You’re still more likely to lose your house to foreclosure than to get help from your bank if you miss a mortgage payment, despite national headlines that suggest help is on the way.

So far this month:

  • Bloomberg News reported that some banks are paying property owners as much as $30,000 to sell their homes and move out, because that can be cheaper to the bank than foreclosing on the property.
  • The Obama administration announced it would help lower mortgage payments across the country by allowing people who’ve so far been unable to qualify for today’s low interest rates to refinance their homes.
  • Some of the country’s largest mortgage servicers agreed to pay $25 billion to help homeowners in foreclosure.

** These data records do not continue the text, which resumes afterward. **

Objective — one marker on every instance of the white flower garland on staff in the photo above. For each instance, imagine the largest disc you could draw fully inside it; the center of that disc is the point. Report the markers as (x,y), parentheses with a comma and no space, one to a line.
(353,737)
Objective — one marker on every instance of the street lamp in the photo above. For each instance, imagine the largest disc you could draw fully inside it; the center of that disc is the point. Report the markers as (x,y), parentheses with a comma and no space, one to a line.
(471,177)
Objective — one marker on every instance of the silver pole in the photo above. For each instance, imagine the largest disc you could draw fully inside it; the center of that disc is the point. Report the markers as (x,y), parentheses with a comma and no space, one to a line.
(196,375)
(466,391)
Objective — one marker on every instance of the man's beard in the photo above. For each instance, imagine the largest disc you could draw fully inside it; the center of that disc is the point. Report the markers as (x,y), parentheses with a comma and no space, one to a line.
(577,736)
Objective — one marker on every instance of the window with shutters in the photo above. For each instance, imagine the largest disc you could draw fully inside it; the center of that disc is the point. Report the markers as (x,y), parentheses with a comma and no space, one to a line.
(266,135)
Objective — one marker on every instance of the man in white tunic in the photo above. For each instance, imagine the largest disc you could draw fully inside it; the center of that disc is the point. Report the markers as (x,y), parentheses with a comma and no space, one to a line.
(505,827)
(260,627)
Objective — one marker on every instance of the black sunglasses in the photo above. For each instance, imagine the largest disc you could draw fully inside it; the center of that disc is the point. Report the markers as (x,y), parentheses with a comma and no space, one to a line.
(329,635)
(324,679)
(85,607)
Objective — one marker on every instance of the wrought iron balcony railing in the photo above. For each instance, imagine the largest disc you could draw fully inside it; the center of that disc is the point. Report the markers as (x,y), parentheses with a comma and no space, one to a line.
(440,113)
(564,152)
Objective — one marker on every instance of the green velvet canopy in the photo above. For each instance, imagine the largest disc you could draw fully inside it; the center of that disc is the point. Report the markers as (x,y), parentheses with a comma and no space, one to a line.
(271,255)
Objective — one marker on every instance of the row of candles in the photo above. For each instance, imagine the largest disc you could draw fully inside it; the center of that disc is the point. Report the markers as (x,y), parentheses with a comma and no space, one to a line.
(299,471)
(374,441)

Headlines like these can give false hope  to financially struggling homeowners, said Florida attorney David Hicks of Alliance Legal Group.

“We often have to tell people, ‘I’m sorry, you’re living in a dream world,’” Hicks said.

Though new programs aimed at preventing foreclosures may assist some people, recent history suggests that help will be slow in coming and that most households will not benefit. A $50 billion federal effort launched three years ago with the goal of reaching 9 million homeowners, for example, so far benefited only 1.7 million households. Some banks have been more likely to foreclosure on borrowers who’ve sought federal help than to modify those borrowers’ mortgages.

That’s left foreclosure experts skeptical that most struggling borrowers will be able to get help in the short run – at least if they act on their own.

David Hicks

“You’re never going to get a handout,” Hicks said. “The bank is not going to call you and offer you anything. The people who are getting the best deals are the people who are fighting back.”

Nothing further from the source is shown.